Introduction
Web scraping is one of the highest-leverage skills a Python developer can learn. Pricing data, job listings, real estate, sports stats, product reviews — most of the internet is structured data that nobody bothered to expose as an API. With 50 lines of Python, you can collect in seconds what would take a human days.
This guide covers everything you need to scrape professionally:
- Setup and the rules you must follow
- Your first scraper with
requests+BeautifulSoup - Handling JavaScript-heavy sites with Playwright
- Pagination, headers, rate limits, and other real-world problems
- Saving scraped data (CSV, JSON, SQLite)
- A full real-world example you can run today
Every code block here is production-ready.
Setup: Install What You Need
The two libraries you'll use for 90% of scraping work:
pip install requests beautifulsoup4 lxml
For JavaScript-rendered sites, add Playwright (better than Selenium in 2026):
pip install playwright
playwright install chromium
For saving data:
pip install pandas
That's the entire stack. You don't need Scrapy or any heavyweight framework for most projects.

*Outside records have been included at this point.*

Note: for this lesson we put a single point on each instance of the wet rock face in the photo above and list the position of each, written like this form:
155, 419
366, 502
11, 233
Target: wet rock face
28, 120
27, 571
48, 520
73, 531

The Rules (Don't Skip This)
Scraping carelessly will get your IP banned, your account suspended, or in rare cases — sued. Three rules keep you safe:
| Rule | Why |
|---|---|
Check /robots.txt |
Tells you what's off-limits (e.g., example.com/robots.txt) |
| Add delays between requests | Hammering a server is rude and triggers blocks |
| Set a real User-Agent | Lets the site identify you; some block default Python UAs |
Also: never scrape personal user data, paywalled content, or anything behind a login unless you own that login. Public, displayed-to-everyone data is fair game in most jurisdictions.
1. Your First Scraper
Let's scrape book titles and prices from books.toscrape.com — a sandbox site built for practicing:
import requests
from bs4 import BeautifulSoup
def scrape_books(url: str) -> list[dict]:
headers = {
"User-Agent": "Mozilla/5.0 (compatible; LearningScraper/1.0)"
}
response = requests.get(url, headers=headers, timeout=10)
response.raise_for_status()
soup = BeautifulSoup(response.text, "lxml")
books = []
for article in soup.select("article.product_pod"):
title = article.select_one("h3 a")["title"]
price = article.select_one(".price_color").get_text(strip=True)
availability = article.select_one(".availability").get_text(strip=True)
books.append({
"title": title,
"price": price,
"availability": availability,
})
return books
if __name__ == "__main__":
data = scrape_books("https://books.toscrape.com/")
for book in data[:5]:
print(book)
print(f"\nTotal: {len(data)} books scraped")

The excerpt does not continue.